Os gestores de fundos dos EUA que tentaram vender estratégias ambientais, sociais e de governação (ESG) acabaram de ter o seu pior ano de sempre.

De acordo com dados fornecidos pela Morningstar, os fundos sustentáveis ​​dos EUA sofreram quase 20 mil milhões de dólares (27 mil milhões de dólares) em resgates líquidos em 2024, acima dos cerca de 13 mil milhões de dólares em 2023. Os fundos tinham registado entradas em anos anteriores, mostraram os dados do investigador de mercado.

É o mais recente sinal de que as métricas ESG estão sob cerco na maior economia do mundo. Os dados da Morningstar surgem num momento em que empresas de Wall Street, como a JPMorgan Chase & Co e a BlackRock, se afastam das principais organizações de financiamento climático que há apenas alguns anos eram populares entre banqueiros e investidores.

O ano de 2024 marcou um período “turbulento” para ESG, disse Hortense Bioy, chefe de pesquisa de investimentos sustentáveis ​​da Morningstar Sustainalytics, no relatório.

Os gestores de fundos que tentaram vender a estratégia enfrentaram “uma politização crescente das questões ESG, taxas de juro continuamente elevadas, preocupações de lavagem verde e uma preferência geral por estratégias convencionais num mercado em alta”, observou ela.

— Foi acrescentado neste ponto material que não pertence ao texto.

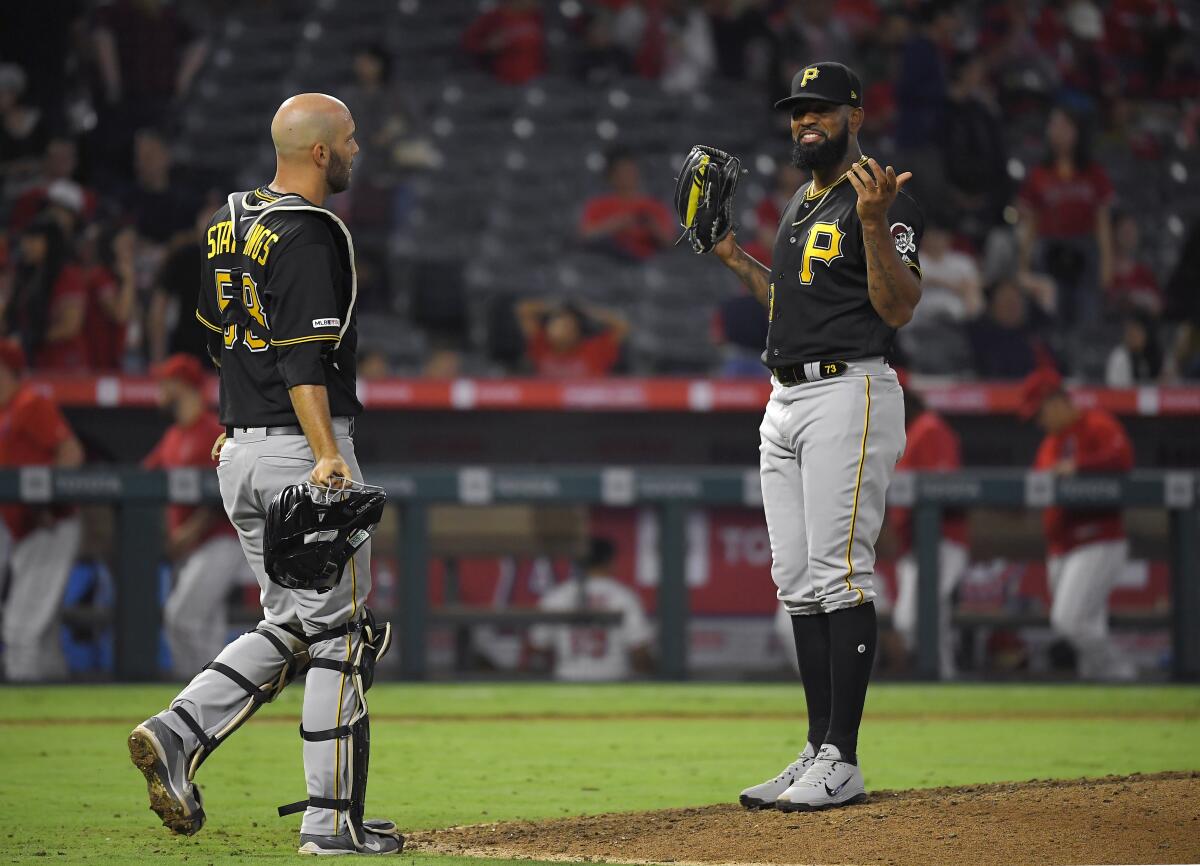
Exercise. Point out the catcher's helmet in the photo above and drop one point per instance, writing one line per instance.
(312, 531)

Com o regresso do presidente eleito Donald Trump à Casa Branca, o ESG enfrenta agora um futuro “muito incerto”, acrescentou Bioy.

As retiradas de fundos ESG contrastaram com as entradas para fundos convencionais, que atraíram cerca de 740 mil milhões de dólares de dinheiro novo líquido, segundo a Morningstar.

A Sra. Bioy apontou o mau desempenho geral do ESG como estratégia de fundo como uma razão para o desenvolvimento.

Os fundos expostos a ações ESG, como a eólica e a solar, foram particularmente atingidos. Nos momentos logo após a vitória eleitoral de Trump, essas ações sofreram uma profunda liquidação, à medida que os investidores ponderavam as consequências de ter um presidente cuja público as declarações sobre energia têm sido pró-petróleo e anti-energia eólica.

O ESG teve o seu apogeu durante a pandemia, quando as taxas de juro atingiram os mínimos da crise e a estagnação da produção económica reduziu a procura de energia. Desde então, uma crise energética, o aumento da inflação e as taxas de juro mais elevadas prejudicaram os retornos verdes, abrindo a porta aos cépticos para defenderem a sua posição.

Neste contexto, o Partido Republicano concentrou-se no ESG e no financiamento climático como emblemas-chave do que descreve como uma perversão “despertada” do capitalismo com fins lucrativos. A Morningstar observou que o desenvolvimento de produtos ESG estagnou em 2024, com apenas 10 novos fundos sustentáveis ​​chegando às prateleiras, o nível mais baixo em uma década.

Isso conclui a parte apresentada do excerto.